7 millions d'hectares de terres agricoles perdus en 50 ans
Une nouvelle fois, la FNSafer met en garde contre le gaspillage des terres agricoles. "La surface agricole a diminué de 7 millions d'hectares entre 1960 et 2010, au profit de la forêt, de l'extension des villes et des infrastructures", rappelle-t-elle, alors que dans les zones d'extension urbaine, les propriétaires font de la rétention dans la perspective de plus-values. "On ne voit pas se dessiner une consommation plus vertueuse des terres agricoles : on est toujours sur une moyenne de 78.000 hectares, correspondant à la disparition de la surface agricole d'un département tous les 4-5 ans", a souligné André Thévenot, président de la FNSafer lors de la présentation de l'étude.
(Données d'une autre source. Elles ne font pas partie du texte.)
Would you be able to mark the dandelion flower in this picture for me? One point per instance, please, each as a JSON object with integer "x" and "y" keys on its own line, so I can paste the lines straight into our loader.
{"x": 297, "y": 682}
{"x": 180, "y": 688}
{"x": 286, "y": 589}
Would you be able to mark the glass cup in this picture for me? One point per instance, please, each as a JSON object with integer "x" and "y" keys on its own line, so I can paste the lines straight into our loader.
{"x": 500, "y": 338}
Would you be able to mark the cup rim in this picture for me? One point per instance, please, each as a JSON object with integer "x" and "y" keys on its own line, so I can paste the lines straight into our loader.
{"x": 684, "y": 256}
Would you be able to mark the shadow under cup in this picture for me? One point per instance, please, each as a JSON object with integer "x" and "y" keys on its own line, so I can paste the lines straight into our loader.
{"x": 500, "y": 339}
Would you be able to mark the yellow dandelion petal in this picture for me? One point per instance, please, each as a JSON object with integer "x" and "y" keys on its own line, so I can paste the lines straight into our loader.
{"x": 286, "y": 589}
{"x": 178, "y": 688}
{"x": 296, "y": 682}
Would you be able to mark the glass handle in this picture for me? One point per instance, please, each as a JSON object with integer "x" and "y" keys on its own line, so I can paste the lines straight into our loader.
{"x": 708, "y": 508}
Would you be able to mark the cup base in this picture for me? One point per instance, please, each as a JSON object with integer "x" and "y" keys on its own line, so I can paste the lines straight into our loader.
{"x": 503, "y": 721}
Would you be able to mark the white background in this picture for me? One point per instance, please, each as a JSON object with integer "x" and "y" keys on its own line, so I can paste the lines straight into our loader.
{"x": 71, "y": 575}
La loi de modernisation de l'agriculture a selon lui pris conscience du phénomène mais on en reste surtout au stade de l'observation. "Nous aurions souhaité, comme cela est le cas au Québec, que la commission de déclassement donne un avis décisionnel car il n'y a rien de contraignant dans le dispositif actuel". Il estime qu'aujourd'hui, la balle est dans le camp des collectivités. "Lorsqu'une terre agricole va à l'urbanisation, c'est parce que la commune a révisé son POS ou son PLU en ce sens, la décision est celle du conseil municipal". La FNSafer a donc entrepris d'éclairer les collectivités en développant des sites Internet d’observation foncière leur permettant de prendre connaissance des projets de ventes sur leur territoire. Dès l’automne prochain, ces sites proposeront des indicateurs de consommation d’espace locaux. 5000 communes et groupements de communes - dont la moitié des communes d'Ile-de-France - ont ainsi signé des conventions de veille foncière avec la FNSafer. Pour respecter les zonages agricoles dans leurs PLU, elles seront informées des projets de vente de terres agricoles et pourront demander aux Safer de faire jouer leur droit de préemption.